In vitro derivation of functional insulin-producing cells from human embryonic stem cells
- نوع فایل : کتاب
- زبان : انگلیسی
- مؤلف : Wei Jiang1,*, Yan Shi1,5,*, Dongxin Zhao1, Song Chen1, Jun Yong1, Jing Zhang2, Tingting Qing1, Xiaoning Sun 1,3, Peng Zhang1, Mingxiao Ding1, Dongshe
- چاپ و سال / کشور: 2007
Description
The capacity for self-renewal and differentiation of human embryonic stem (ES) cells makes them a potential source for generation of pancreatic beta cells for treating type I diabetes mellitus. Here, we report a newly developed and effective method, carried out in a serum-free system, which induced human ES cells to differentiate into insulin-producing cells. Activin A was used in the initial stage to induce definitive endoderm differentiation from human ES cells, as detected by the expression of the definitive endoderm markers Sox17 and Brachyury. Further, all-trans retinoic acid (RA) was used to promote pancreatic differentiation, as indicated by the expression of the early pancreatic transcription factors pdx1 and hlxb9. After maturation in DMEM/F12 serum-free medium with bFGF and nicotinamide, the differentiated cells expressed islet specific markers such as C-peptide, insulin, glucagon and glut2. The percentage of C-peptide-positive cells exceeded 15%. The secretion of insulin and C-peptide by these cells corresponded to the variations in glucose levels.
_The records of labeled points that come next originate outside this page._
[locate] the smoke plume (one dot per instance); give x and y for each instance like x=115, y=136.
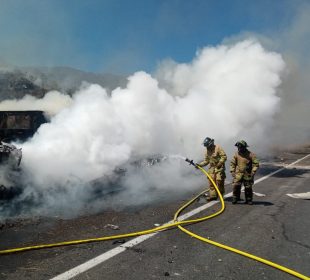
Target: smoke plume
x=227, y=92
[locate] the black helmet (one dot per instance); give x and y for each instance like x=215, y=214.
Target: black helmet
x=241, y=143
x=208, y=142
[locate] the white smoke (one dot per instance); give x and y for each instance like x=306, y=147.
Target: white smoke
x=226, y=92
x=52, y=103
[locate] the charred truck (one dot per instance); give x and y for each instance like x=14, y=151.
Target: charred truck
x=14, y=126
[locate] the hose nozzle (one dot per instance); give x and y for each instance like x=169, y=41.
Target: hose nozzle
x=191, y=162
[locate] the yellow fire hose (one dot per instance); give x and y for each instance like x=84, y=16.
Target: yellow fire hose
x=165, y=227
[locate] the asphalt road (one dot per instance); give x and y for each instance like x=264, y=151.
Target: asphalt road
x=276, y=227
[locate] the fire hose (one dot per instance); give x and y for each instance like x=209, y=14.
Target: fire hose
x=176, y=223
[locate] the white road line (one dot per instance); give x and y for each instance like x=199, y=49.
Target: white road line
x=109, y=254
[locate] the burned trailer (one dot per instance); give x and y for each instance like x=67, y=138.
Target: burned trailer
x=19, y=125
x=14, y=126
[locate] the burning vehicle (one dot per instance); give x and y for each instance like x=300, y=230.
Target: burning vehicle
x=15, y=126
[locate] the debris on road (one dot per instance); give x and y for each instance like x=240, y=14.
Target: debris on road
x=115, y=227
x=305, y=195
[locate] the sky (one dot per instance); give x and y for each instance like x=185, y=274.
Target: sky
x=123, y=36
When transplanted into renal capsules of Streptozotocin (STZ)-treated nude mice, these differentiated human ES cells survived and maintained the expression of beta cell marker genes, including C-peptide, pdx1, glucokinase, nkx6.1, IAPP, pax6 and Tcf1. Thirty percent of the transplanted nude mice exhibited apparent restoration of stable euglycemia; and the corrected phenotype was sustained for more than six weeks. Our new method provides a promising in vitro differentiation model for studying the mechanisms of human pancreas development and illustrates the potential of using human ES cells for the treatment of type I diabetes mellitus.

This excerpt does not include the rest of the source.